You can’t just ignore those sources—and trying to recreate all this logic at the center is a nightmare, as our experience with the enterprise directory taught us. In a world where everything is everywhere—identities, apps, devices—you can’t just reinvent identity data into a hard-coded central system. To build your IdP, you must be able to publish, pull, and transform data, aggregating where needed, and integrating where it makes sense, while letting each local system capture the information it needs to do its job. You need a way to harness your distributed local identity sources, elevating the identity and attributes they contain so you can “manage globally,” while letting each specialized silo stay authoritative for what it does best, which is “act locally.”

Beyond Virtual Directory: A Federated Identity System Based on Virtualization

We believe you need virtualization to federate your identity stores, acting as a transformative, consistent, dynamic clearinghouse layer. But you need also a central point to store this complex image and deliver it to the myriad of applications that will consume it. And this is where the evolution of identity virtualization becomes very important. You need a system that can flexibly aggregate, reconcile, integrate, and synchronize all your data into this federated Identity store.

Now, we invented the virtual directory—an abstraction layer that protects your applications from the complexity of backend identity silos. This layer was designed to act as routing logic, forwarding calls to the right sources, and mapping back the results on the fly. And this what’s still delivered by all other “virtual directory” vendors. But we didn’t stop there. Over the years, with lots of feedback from our customers, we’ve evolved our virtualization solution way beyond the virtual directory as a “smart proxy.” We enhanced richness and robustness, adding more complex operations, including identity disambiguation, correlation, and advanced distributed join.

Of course, when you add volume, which is an inescapable reality these days—you have to be able to scale, as well, and this means you need to actually start storing the system. So we materialize this complex transformation in a common directory, with all the advantages of classic LDAP—easy replication, easy scale-out through partitioning—that can be easily accessed by any application. This directory contains a “federated image” of your system, which is kept up-to-date through smart synchronization. And what could be better that a plain classical directory as the end point, the IdP? This is proven technology, just pick your favorite flavor—it’s even been commoditized with excellent results through open source, which makes it way less expensive than the large-vendor solutions of yesterday.

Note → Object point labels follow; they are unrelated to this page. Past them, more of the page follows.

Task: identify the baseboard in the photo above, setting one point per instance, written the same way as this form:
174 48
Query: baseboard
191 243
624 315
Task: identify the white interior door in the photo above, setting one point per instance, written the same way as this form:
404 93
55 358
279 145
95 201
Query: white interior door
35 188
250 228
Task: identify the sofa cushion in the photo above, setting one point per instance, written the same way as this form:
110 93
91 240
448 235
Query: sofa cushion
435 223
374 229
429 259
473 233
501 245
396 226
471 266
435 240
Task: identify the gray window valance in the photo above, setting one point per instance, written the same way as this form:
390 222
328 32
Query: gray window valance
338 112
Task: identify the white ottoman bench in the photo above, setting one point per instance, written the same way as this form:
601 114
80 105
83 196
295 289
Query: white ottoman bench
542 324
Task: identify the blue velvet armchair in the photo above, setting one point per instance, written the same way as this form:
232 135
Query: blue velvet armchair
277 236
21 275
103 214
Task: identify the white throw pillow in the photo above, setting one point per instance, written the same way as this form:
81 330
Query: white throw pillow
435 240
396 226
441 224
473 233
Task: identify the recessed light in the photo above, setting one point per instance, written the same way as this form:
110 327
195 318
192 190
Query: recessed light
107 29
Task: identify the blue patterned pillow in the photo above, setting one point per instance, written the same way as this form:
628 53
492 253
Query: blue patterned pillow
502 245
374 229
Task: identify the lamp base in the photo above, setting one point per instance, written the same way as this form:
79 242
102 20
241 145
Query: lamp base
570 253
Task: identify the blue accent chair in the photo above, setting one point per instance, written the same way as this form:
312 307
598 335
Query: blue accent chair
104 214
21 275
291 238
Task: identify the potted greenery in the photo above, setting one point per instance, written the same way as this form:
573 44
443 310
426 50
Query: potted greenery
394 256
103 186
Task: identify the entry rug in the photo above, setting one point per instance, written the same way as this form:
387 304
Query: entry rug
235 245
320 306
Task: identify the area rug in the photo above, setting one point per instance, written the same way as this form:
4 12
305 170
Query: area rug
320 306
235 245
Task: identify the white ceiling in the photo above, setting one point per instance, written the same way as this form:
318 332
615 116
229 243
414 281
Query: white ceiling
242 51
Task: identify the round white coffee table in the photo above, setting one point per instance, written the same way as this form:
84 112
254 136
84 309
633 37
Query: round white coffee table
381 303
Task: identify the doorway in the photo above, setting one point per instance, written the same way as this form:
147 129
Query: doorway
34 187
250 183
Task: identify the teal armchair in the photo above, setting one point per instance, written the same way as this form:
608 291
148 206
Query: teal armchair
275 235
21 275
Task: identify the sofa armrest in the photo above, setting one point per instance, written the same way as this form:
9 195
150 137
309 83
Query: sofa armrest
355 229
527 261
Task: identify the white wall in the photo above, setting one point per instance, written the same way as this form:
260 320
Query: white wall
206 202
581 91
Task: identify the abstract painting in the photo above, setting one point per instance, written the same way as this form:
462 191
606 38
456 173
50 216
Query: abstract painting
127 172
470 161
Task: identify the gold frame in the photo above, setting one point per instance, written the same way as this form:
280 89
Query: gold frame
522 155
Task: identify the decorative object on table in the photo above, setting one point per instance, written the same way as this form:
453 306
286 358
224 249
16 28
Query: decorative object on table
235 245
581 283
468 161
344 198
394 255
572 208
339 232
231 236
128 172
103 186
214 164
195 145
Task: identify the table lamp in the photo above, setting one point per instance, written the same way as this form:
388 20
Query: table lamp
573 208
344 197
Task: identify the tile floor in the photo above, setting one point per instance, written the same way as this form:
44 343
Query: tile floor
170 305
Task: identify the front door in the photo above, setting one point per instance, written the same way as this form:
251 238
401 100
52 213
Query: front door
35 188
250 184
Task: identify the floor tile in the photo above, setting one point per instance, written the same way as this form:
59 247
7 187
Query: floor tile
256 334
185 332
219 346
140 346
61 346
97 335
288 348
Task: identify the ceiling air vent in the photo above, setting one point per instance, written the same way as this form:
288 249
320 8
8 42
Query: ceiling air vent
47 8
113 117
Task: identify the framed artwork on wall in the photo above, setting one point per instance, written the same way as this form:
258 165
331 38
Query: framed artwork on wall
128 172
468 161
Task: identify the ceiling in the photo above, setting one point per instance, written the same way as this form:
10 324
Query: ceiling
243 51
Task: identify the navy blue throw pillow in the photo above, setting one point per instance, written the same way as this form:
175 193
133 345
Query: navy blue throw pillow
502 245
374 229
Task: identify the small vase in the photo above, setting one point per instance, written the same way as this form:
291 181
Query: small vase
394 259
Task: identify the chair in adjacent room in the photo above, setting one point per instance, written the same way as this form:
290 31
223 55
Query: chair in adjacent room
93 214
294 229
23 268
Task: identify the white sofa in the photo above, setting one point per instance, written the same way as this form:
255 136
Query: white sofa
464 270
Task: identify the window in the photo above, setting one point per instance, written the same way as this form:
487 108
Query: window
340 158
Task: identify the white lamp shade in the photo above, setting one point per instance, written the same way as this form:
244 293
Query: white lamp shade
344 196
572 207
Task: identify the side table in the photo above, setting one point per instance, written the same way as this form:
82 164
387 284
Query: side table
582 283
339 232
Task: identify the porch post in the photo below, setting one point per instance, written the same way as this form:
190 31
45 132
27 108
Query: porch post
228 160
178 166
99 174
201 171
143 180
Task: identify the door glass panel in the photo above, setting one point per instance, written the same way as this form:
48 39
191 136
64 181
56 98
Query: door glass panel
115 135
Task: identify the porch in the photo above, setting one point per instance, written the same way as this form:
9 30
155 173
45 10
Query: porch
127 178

Cloud SSO and a Complete Profile: Identity as a Competitive Advantage

With our model-driven virtualization, you can create a federated directory that captures data from each local store, remaps and rationalizes that data to overcome protocol differences and user collision, then transforms it with a keystroke to meet the needs of each consuming application. Such a system delivers a global list of users where every user is represented once to enable authentication and single sign-on, as well as a global profile of each user for richer, more finely-grained authorization.

And we’ll keep telling you about this federated identity service based on virtualization and why it’s so important for your identity infrastructure. But for now, let me just say that it’s great to have Salesforce validating our approach—and once the hype dies down and the dust settles, we believe we will be a key part of feeding the federated directory structure Benioff references, whether that’s on the cloud with Salesforce, or even Office 365, or on premise.

Welcome to your new identity: federated, virtualized, and fully flexible.